Compared to most people with Dissociative Identity Disorder that I talk to I have a lot more control over what goes on in my head than most Plurals. I can use it to my advantage most days, and days that my mental health is well and I’m on the minimum of medicine I need. I craft and modify aspects of my headspace and inner world to make the inside of my head the most pleasant place I can make it for the people in my head. I can control when I switch… Most of the time, but not always who I switch into. I’ve even utterly summoned headmates into existence!

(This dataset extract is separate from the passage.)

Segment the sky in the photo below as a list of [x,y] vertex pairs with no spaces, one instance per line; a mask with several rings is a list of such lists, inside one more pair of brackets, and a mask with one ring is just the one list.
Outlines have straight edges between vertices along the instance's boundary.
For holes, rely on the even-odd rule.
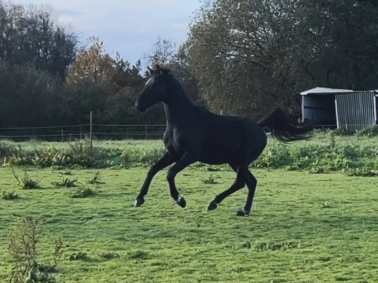
[[198,0],[13,0],[14,3],[47,5],[83,43],[98,36],[107,50],[119,51],[132,64],[142,59],[158,36],[184,41]]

But some days it gets really hard… Some days the stuff my brain generates on my behalf gets out of control, and there’s only so much I can do. I’ll give tonight as my example: I had a switch tonight where the headmate couldn’t use the legs until they switched out, I had a new person form, I had memory wiped of my entire morning to the point I couldn’t remember anything I ate all day. An event that I’ve worked so hard to get under control relapsed on me again: getting beaten by a persecutor.

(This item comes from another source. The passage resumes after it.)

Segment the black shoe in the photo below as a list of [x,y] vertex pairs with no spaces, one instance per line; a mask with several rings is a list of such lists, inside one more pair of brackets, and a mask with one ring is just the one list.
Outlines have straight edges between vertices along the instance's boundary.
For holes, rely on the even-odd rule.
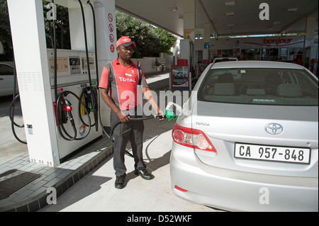
[[135,169],[134,174],[137,176],[140,176],[143,179],[145,180],[152,180],[154,178],[154,176],[151,174],[147,172],[147,171],[145,168]]
[[125,176],[116,176],[115,187],[118,189],[122,189],[124,187],[125,179]]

Persecutors are a tricky subject that a lot of people with DID go through, and I rarely ever meet anyone who has made as much progress with keeping the persecution under control as I have, but I still struggle – as I’m finding out – I’m not over it. For me it comes in the form of violence and rape; my body freezes and I can vividly feel what’s being done to me, even if no harm is being done to me. I’ve had this happen to me thousands of episodes since I was 13, and over the past 5 years or so I’ve mostly kept it under control. But the safe space I finally escaped the demon attacks is now riddled with another being that wishes harm onto me.
We call them the Jiglorblians, for no other reason than that’s what they call themselves. They’re smarter than the stupid monster beings, and a lot more human, and I don’t know if that makes it any easier to handle. We have a caste system in our head, with one caste being Warrior Caste, or the headmates that can fight and defend (healer isn’t a separate caste, you either have the ability to heal wounds or you don’t.) I was able to call for help and have them fought off tonight.

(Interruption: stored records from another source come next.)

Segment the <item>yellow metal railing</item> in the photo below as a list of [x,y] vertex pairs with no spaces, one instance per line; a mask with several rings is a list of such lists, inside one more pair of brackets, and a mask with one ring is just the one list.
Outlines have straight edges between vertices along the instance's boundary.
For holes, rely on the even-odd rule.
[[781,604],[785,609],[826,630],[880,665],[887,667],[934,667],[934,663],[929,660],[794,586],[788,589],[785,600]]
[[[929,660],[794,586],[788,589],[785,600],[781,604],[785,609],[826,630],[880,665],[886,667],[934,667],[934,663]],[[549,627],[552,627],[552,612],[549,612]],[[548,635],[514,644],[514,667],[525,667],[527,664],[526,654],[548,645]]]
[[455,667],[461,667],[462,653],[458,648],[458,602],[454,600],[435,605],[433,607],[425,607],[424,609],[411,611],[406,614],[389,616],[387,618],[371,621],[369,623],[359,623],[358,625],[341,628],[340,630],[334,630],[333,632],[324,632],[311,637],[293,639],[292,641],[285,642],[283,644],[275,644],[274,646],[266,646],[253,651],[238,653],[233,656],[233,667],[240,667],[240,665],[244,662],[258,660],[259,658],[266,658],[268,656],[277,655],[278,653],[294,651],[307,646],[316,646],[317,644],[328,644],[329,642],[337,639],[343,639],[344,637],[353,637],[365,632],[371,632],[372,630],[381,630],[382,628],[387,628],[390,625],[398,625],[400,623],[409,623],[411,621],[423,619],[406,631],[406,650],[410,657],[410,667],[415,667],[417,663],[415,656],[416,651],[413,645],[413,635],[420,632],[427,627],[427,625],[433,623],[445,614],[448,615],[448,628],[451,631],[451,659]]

And that should be the end of it, if it wasn’t for the fact that it happened to the brand new headmate who is now shaking and scared shitless of what type of body they formed into. What’s in my control? We have a priestess we can give spiritual comfort to, and well we have pain medicine in my headspace. What’s in my control is reinforcing the barriers that keep the Jiglorblians at bay, but I ultimately cannot prevent the next attack.
It goes deeper than that, but that’s the surface level. Do I have a right to be traumatized by that stuff happening all in my head? Well that’s complicated to answer, because it’s not the episodes that are traumatic, it’s trauma that creates the episodes. The episodes are my brain’s way to process trauma, and that’s how my body copes with it. Being self-aware enough to recognize that this is what’s going on is a radical boon for me.
I may not have faced war, and my valor goes as far as 1 year in a Syndicate militia group, but my head is a warzone. In a body where assault and rape is so common I can’t even count how many times it’s happened to me, and the next trauma isn’t an if but a when, you wanna know what the sad part is? I prefer the worst of what goes on in my head than the best of my days living on this putrid planet.